Foi, precisamente, esse gesto maior que Mead escolheu para datar o início da civilização humana, elegendo a descoberta arqueológica invulgar de um fémur de há 15 mil anos marcado por uma fractura cicatrizada, porque significava que alguém se sacrificara generosamente, correra perigo para abrigar um ferido. A resposta da antropóloga ao aluno, que a questionou sobre o primeiro acto humano conhecido na Terra, tornou-se viral (diríamos hoje) e antológica, até pela originalidade, bem nos antípodas da generalidade da academia sua contemporânea:
«O PRIMEIRO SINAL DE CIVILIZAÇÃO
Há anos, um estudante perguntou à prestigiada antropóloga Margaret Mead qual seria, na sua visão, o primeiro sinal de civilização numa cultura antiga. Ele esperava uma resposta técnica — talvez ferramentas, cerâmica, armas. Mas Mead surpreendeu: "O primeiro sinal de civilização é um fêmur quebrado… e depois curado."
No mundo selvagem, um osso fracturado é uma sentença de morte. Um animal ferido não consegue fugir, caçar, buscar água. Morre sozinho. Porque na natureza, ninguém pára, ninguém espera, ninguém cuida.
Por isso, um fémur curado é uma evidência poderosa. Alguém viu a dor. Alguém parou. Carregou. Protegeu. Alimentou. E ficou ali tempo suficiente para que o outro se curasse.
Isso, para Margaret Mead, correspondeu ao início da civilização: o momento em que um ser humano decidiu que a vida do outro importava mais do que a própria pressa (e necessidade) para sobreviver, quando a compaixão superou o instinto, quando cuidar se tornou um acto de sobrevivência coletiva.»
Adaptado de artigo de Remy Blumenfeld
publicado na Forbes a 21 de Março de 2020.
Em sentido análogo, defenderam grandes teóricos de estratégia política que a força de qualquer grupo se mede pela força do elo mais fraco e pela sua aceitação do seio do corpo gregário. De certo modo, valida o raciocínio da célebre antropóloga, reconhecendo que o grau de coesão de uma comunidade humana também (mas não apenas) está correlacionada com o grau de compaixão. E vai mais longe, ao considerar que a capacidade de sobrevivência de uma comunidade – desde a escala micro, até à mais global – se pode medir pelo nível de integração dos mais débeis e improdutivos da sociedade. Porém, o mais interessante é tal conclusão não provir de um ímpeto magnânimo, per se, mas de uma observação lógica e pragmática, pois só as soluções mais justas resultam estáveis e duradouras.

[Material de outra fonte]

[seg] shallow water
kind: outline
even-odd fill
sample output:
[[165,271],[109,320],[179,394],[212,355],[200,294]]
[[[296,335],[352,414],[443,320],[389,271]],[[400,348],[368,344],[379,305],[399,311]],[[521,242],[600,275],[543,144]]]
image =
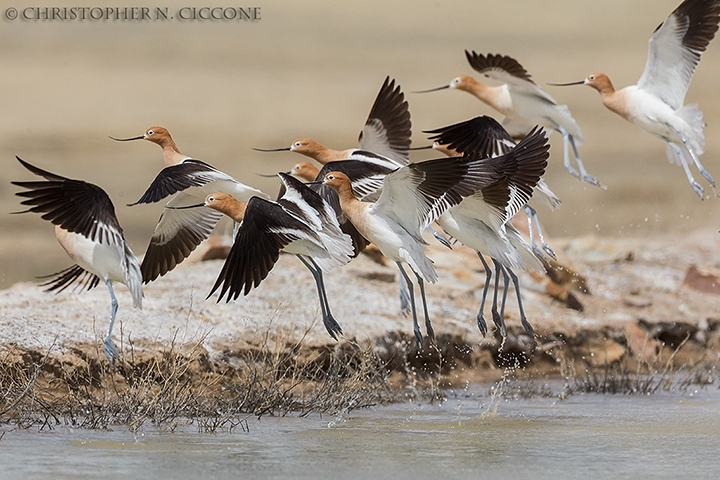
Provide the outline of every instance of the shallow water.
[[493,400],[484,393],[247,431],[8,431],[0,478],[717,478],[720,390]]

Retornando à famosa antropóloga americana – premiada com a Medalha da Liberdade (atribuída postumamente, pelo Presidente Jimmy Carter, em 1979) pela sua luta a favor dos direitos das mulheres, nas décadas de 50 e 60 do séc. XX –, é reconfortante ouvir de investigadores da craveira de Mead a ideia de que os humanos se diferenciam dos outros seres vivos pelo grau de empatia, interessando-se pelo destino dos demais, a ponto de se disporem a dar a vida pelo outro.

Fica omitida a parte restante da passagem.